In today's world, technological and social transformations are occurring at an ever-increasing pace, from the proliferation of devices connected to the Internet and their enormous capacity, to the data on individuals and interactions between individuals that are stored every second. All over the world, inside and outside traditional contexts, multiple academic and business organizations are being born, dedicated to the study of the problems associated with the proliferation of data and the search for ethical criteria that can guide their progress.
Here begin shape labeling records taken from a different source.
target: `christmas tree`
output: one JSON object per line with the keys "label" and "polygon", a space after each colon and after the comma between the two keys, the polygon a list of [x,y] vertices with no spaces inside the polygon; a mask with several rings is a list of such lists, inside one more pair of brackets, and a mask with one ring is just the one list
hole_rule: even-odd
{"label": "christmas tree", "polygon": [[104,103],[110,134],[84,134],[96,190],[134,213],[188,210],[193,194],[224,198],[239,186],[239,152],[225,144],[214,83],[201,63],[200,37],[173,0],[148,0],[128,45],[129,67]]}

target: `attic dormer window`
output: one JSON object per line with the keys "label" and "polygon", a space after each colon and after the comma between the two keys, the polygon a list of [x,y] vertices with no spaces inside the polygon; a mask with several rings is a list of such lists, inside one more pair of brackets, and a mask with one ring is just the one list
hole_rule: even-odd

In this context, there are European forecasts that anticipate a huge demand for professionals specialized in Data Science, which is an interdisciplinary area focused on the study and analysis of data, with the aim of extracting knowledge for possible decision making in various professional and knowledge areas.
With several courses in the area of social sciences, humanities and behaviour, and also resources in the area of computing, the Catholic University of Portugal in Braga provides the favourable environment for training in Applied Data Science, with research activities and links to the business sector, which in this city is particularly active and creative. This course originated among the teachers of Computation and Data Science, Mathematics and Statistics areas of the FFCS and works in collaboration with the School of Biotechnology, the School of Arts and the Porto Business School of the UCP, which has teachers with high prestige in the area of computer science and information systems.
This cycle of studies in Applied Data Science aims to equip students with the necessary skills to analyse large amounts of data, solving problems in various fields, including the social sciences, humanities and behavioural sciences. In this sense, the first two years are dedicated to the acquisition of the necessary skills in computing and data analysis. The third year aims to apply these skills to specific domains through curricular units of interest to the students.
- To provide a solid background in data science, in the field of data collection, processing, modeling and analysis, in organisational, business and academic contexts.
- To provide a solid background in the disciplines that serve as the foundation of data science. This basic training will stimulate problem-solving skills and provide graduates with the ability to keep up with scientific and technological developments in this area of knowledge.
- To provide future graduates with the versatility and skills necessary to apply the tools of data science to different areas of knowledge present in the FFCS (social sciences, humanities and behaviour sciences) and also in the broader context of UCP (medicine, management, law, biotechnology, etc.).
- To train professionals and citizens with critical thinking, teamwork skills, civic sense and high sense of ethics.
- In-depth knowledge of mathematics and statistics oriented to data science.
- Knowledge in the area of computer science. Ability to design and implement efficient algorithms.
- Skills in collecting, processing, storing, visualising, and analysing large amounts of data; ability to infer, prescribe, and predict using the information extracted.
- Ability to apply machine learning methods. Knowledge of the theoretical foundations of artificial intelligence.
- Application of data knowledge extraction techniques to intelligent decision making based on the analysis of large data streams.
- Ability to design, develop and implement a project.
- Ability to work in a team and collaborate with professionals and researchers from different scientific fields and professional backgrounds.
- Keen ethical sense and knowledge of the anthropological, ethical and legal implications of data science.
- Big Data Analyst
- Data Scientist
- Data Engineer
- Machine Learning Specialist
- Machine Learning Algorithm Development Specialist
- Artificial Intelligence Systems Specialist
These functions can be exercised in various sectors of activity, such as: Banking, Insurance, Telecommunications, Pharmaceuticals, Communication Companies, Public Administration, Industrial Companies, Sports, among others.